Medical imaging datasets tend to be very imbalanced: most of the slices in a CT scan do not contain kidney data. The segmentation model should be good at finding kidneys where they exist (in medical terms: have good sensitivity) but also not find spurious kidneys that do not exist (have good specificity). In the next cell, we show four slices: two slices that have no kidney data, and two slices that contain kidney data. For this example, a slice has kidney data if at least 50 pixels in the slices are annotated as kidney.

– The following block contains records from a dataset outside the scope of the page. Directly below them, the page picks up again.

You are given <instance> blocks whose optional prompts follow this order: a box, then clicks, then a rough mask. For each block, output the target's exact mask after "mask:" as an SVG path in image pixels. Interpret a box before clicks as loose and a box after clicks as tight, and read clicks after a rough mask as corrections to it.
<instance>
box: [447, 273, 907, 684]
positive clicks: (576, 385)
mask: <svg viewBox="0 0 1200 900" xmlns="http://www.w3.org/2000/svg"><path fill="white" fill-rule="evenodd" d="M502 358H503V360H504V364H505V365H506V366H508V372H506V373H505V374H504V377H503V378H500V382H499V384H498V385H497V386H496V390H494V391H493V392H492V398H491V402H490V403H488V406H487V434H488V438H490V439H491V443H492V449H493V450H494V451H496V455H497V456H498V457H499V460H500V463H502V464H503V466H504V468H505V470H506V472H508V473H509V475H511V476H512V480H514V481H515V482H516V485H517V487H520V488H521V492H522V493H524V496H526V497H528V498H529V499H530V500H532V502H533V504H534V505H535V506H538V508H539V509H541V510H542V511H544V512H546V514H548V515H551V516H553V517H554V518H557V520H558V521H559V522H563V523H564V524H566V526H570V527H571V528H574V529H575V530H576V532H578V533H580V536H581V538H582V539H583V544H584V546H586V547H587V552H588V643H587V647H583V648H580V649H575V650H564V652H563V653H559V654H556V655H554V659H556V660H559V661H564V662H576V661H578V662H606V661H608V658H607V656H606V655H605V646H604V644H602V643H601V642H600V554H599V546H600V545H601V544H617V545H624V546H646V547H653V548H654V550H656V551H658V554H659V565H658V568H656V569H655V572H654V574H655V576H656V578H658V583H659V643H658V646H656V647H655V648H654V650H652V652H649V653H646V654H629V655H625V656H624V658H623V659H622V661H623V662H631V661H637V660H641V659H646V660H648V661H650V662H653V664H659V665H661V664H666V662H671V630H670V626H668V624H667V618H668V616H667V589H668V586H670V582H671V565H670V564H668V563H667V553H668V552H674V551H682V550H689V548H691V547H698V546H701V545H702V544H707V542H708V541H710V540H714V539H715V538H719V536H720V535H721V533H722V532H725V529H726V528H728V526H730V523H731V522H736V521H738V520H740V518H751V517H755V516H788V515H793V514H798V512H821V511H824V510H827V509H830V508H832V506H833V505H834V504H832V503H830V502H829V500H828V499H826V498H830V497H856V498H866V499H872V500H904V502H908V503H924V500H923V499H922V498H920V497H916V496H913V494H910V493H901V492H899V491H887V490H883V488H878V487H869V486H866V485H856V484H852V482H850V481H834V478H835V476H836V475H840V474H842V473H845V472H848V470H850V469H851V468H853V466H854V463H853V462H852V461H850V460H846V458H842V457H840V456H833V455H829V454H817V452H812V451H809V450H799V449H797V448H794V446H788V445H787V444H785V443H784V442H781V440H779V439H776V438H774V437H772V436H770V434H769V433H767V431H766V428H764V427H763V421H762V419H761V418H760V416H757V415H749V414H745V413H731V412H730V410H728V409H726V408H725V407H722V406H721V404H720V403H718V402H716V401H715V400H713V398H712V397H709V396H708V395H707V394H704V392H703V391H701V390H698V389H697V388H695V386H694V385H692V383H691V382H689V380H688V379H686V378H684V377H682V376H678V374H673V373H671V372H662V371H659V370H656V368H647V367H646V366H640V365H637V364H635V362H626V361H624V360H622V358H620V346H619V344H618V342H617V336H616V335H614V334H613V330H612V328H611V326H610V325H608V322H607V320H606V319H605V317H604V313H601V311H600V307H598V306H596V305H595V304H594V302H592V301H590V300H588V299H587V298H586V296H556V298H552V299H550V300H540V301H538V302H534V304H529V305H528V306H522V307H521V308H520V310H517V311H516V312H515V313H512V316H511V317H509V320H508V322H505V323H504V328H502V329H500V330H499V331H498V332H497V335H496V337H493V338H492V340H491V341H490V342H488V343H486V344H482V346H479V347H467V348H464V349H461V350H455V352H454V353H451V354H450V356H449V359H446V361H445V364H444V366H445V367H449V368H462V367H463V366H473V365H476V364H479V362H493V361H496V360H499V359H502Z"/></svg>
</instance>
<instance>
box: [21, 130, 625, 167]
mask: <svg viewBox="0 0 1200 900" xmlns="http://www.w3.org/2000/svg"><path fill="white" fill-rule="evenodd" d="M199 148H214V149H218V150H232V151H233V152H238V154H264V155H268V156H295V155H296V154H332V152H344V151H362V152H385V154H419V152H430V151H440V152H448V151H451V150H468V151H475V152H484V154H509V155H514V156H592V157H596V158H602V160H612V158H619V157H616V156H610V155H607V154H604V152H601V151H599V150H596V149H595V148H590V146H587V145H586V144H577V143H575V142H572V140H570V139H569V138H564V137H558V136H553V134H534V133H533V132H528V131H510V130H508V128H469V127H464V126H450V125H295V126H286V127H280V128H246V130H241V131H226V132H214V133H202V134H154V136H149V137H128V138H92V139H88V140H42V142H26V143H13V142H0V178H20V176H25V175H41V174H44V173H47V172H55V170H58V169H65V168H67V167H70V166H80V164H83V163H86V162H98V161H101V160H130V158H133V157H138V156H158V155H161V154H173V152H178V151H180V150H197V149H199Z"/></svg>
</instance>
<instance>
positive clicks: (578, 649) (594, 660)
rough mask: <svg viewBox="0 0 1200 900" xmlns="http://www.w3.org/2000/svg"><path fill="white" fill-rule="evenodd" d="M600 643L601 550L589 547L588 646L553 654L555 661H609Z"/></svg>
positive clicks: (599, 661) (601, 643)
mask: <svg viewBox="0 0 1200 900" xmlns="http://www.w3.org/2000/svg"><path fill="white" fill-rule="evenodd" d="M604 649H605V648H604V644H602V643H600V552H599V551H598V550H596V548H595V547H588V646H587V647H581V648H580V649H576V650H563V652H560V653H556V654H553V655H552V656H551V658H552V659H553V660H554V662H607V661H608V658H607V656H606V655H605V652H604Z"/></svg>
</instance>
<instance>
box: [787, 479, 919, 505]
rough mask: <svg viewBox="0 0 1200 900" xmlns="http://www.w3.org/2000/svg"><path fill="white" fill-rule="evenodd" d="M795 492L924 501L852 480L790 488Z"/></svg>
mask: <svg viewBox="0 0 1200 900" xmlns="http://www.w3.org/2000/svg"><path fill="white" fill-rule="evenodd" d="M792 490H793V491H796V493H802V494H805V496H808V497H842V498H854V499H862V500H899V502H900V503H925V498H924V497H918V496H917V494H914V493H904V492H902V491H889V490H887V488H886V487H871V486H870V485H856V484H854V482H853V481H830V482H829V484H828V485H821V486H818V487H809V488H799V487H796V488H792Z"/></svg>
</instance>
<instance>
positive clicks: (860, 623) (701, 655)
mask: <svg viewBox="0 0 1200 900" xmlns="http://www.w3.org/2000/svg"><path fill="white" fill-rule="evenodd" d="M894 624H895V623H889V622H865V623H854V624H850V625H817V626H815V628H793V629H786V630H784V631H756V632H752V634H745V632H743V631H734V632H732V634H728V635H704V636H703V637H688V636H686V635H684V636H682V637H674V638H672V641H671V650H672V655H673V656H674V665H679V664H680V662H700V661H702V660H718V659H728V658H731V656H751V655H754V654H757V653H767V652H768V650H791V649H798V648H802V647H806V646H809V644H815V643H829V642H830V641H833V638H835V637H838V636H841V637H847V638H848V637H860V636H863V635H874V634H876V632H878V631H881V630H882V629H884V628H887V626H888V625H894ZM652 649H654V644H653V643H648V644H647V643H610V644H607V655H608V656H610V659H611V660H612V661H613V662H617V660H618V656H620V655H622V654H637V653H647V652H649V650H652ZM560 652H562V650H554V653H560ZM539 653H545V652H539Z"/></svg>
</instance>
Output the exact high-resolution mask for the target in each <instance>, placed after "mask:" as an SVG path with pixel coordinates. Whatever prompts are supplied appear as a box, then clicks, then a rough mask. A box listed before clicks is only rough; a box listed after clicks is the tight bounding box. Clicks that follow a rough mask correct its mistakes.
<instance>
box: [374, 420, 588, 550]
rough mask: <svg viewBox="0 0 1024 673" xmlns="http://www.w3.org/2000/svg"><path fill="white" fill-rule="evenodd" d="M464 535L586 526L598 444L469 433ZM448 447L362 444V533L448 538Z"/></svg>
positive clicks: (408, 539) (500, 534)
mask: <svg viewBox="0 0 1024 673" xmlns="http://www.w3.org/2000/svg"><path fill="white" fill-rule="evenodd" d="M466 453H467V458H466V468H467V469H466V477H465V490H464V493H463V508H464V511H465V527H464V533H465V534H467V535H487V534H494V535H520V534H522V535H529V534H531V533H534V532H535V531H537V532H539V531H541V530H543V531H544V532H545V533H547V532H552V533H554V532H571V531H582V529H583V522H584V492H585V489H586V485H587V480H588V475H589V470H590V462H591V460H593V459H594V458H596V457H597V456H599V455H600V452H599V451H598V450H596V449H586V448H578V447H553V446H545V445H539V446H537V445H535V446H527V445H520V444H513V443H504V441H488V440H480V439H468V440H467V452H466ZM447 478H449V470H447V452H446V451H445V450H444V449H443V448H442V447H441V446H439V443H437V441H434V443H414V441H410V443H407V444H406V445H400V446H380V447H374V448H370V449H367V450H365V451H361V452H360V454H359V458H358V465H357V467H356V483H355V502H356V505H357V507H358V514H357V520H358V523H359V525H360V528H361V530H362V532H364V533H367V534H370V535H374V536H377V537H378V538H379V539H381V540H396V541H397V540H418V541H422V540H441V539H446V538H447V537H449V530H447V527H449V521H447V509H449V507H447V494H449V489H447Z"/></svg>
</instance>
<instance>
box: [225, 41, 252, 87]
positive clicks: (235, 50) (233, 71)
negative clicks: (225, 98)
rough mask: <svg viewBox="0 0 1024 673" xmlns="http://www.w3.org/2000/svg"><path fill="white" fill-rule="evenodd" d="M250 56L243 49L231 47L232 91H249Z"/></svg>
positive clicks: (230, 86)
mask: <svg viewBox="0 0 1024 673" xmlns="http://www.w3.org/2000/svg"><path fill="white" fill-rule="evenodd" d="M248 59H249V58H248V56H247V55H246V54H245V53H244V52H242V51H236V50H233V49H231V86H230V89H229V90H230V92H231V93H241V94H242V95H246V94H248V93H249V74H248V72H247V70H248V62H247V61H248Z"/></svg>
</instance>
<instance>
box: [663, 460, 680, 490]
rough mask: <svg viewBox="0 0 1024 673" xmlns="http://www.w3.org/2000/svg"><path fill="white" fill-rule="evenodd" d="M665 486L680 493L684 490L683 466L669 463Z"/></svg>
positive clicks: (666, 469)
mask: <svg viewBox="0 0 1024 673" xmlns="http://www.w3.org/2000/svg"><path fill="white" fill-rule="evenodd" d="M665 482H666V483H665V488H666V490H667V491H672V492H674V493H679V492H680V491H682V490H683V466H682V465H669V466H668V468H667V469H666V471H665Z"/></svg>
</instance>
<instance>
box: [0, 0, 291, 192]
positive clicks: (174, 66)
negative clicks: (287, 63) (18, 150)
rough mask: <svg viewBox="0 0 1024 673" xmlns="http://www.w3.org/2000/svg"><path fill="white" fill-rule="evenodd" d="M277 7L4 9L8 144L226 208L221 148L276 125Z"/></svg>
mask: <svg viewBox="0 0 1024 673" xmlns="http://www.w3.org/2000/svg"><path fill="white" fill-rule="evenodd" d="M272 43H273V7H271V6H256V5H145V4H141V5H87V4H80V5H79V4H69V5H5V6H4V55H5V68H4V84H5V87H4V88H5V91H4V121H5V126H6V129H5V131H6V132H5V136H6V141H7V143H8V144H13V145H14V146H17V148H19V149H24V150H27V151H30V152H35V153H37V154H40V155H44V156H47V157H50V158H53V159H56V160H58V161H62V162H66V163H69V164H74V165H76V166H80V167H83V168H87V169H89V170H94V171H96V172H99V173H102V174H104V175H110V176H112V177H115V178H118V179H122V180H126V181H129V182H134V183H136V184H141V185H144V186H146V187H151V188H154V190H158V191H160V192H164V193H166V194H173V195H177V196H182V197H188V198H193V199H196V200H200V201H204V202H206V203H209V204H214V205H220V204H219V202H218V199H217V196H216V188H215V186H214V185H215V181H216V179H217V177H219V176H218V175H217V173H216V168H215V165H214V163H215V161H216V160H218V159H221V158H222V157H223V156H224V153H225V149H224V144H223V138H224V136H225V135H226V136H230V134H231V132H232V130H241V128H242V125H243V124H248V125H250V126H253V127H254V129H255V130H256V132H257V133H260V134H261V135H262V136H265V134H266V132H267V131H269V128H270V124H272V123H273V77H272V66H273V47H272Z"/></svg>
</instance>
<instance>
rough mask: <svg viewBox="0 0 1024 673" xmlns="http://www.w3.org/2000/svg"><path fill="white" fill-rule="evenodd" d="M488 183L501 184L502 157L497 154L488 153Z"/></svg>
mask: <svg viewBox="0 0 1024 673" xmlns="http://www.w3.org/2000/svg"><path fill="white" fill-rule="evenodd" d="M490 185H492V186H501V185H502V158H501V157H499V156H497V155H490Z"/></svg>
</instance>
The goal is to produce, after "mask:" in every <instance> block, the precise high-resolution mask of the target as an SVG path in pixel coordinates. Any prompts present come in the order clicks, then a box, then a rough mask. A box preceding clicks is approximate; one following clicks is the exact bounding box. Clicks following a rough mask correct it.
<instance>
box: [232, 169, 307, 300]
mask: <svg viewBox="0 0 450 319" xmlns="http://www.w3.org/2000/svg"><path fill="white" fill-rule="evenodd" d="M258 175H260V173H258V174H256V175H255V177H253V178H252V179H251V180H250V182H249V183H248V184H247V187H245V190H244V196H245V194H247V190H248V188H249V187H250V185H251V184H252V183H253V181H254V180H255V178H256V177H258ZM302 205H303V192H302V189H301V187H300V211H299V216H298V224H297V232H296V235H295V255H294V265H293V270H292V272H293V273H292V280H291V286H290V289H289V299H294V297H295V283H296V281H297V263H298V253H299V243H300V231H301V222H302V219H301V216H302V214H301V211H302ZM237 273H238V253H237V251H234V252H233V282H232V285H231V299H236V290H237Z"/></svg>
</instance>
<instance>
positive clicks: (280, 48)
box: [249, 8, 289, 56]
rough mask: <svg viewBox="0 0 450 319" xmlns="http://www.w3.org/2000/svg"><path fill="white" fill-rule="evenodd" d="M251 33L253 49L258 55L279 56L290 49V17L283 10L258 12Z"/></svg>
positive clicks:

Run this cell again to show results on a different subset. The random seed is displayed to allow reproducing specific runs of this cell.

Note: the images are shown after optional augmenting and resizing. In the Kits19 dataset all but one of the cases has input shape (512, 512).

# Create a dataset, and make a subset of the dataset for visualization
# The dataset items are (annotation, image) where annotation is (index, mask)
background_slices = (item for item in dataset if np.count_nonzero(item[0][1]) == 0)
kidney_slices = (item for item in dataset if np.count_nonzero(item[0][1]) > 50)
# Set seed to current time. To reproduce specific results, copy the printed seed
# and manually set `seed` to that value.
seed = int(time.time())
print(f"Visualizing results with seed {seed}")
data_subset = random.sample(list(background_slices), 2) + random.sample(list(kidney_slices), 2)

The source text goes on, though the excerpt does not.